Tracking vehicles across a city using a network of multiple cameras are pivotal for enhancing urban and traffic management systems. However, this task is riddled with challenges such as wide geographical coverage, frequent view obstructions, and the diverse appearances of vehicles from various angles.
To address these complexities, the proposed solution, dubbed Overlapped Vehicle Detection and Tracking using Multimodal Contrastive Domain Sharing Generative Adversarial Network optimized with Efficient Multi-camera system (MCDS-GAN), leverages cutting-edge techniques from computer vision, image processing, machine learning, and sensor fusion. This advanced system detects and tracks vehicles even in scenarios where multiple camera views overlap, making it applicable across domains like traffic management, surveillance, and autonomous vehicles.

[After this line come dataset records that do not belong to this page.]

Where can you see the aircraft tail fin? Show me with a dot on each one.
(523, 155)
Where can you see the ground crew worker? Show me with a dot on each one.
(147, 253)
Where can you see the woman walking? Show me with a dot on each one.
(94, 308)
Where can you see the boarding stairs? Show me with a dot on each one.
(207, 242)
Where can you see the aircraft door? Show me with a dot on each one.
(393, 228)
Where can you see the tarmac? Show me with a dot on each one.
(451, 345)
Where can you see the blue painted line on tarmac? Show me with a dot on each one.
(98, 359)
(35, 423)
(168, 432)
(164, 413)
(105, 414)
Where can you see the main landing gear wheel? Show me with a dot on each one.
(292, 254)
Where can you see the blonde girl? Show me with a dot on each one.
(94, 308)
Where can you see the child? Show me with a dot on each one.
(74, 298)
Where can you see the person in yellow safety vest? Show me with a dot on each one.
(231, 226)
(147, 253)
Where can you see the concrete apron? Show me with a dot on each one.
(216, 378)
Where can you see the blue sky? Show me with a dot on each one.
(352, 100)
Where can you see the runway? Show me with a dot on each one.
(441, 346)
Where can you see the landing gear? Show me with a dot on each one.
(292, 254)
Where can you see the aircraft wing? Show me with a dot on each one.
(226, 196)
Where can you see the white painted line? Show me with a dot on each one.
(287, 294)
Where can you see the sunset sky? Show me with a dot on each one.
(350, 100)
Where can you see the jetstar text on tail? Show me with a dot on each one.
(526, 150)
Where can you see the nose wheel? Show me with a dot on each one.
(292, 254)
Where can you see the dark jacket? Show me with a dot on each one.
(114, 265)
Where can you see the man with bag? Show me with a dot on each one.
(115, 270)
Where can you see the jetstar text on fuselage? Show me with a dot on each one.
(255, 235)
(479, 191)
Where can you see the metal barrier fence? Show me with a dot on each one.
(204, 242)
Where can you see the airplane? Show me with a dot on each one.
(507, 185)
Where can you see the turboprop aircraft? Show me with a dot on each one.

The methodology involves utilizing datasets like Common Objects in Context and ImageNet for training. Detection and tracking are performed using the Multimodal Contrastive Domain Sharing Generative Adversarial Network, followed by vehicle re-identification facilitated by the Topological Information Embedded Convolution Neural Network (TIE-CNN).
Moreover, optimization techniques are employed to ensure synchronization and efficiency within the system. Implemented in Python, the effectiveness of MCDS-GAN is rigorously evaluated using metrics such as Accuracy, Precision, Recall, Latency, Response Time, and Scalability. Simulation results showcase its superiority, achieving significantly higher accuracy rates compared to existing methods such as OC-MCT-OFOV, MT-MCT-VM-CLM, and TI-VRI.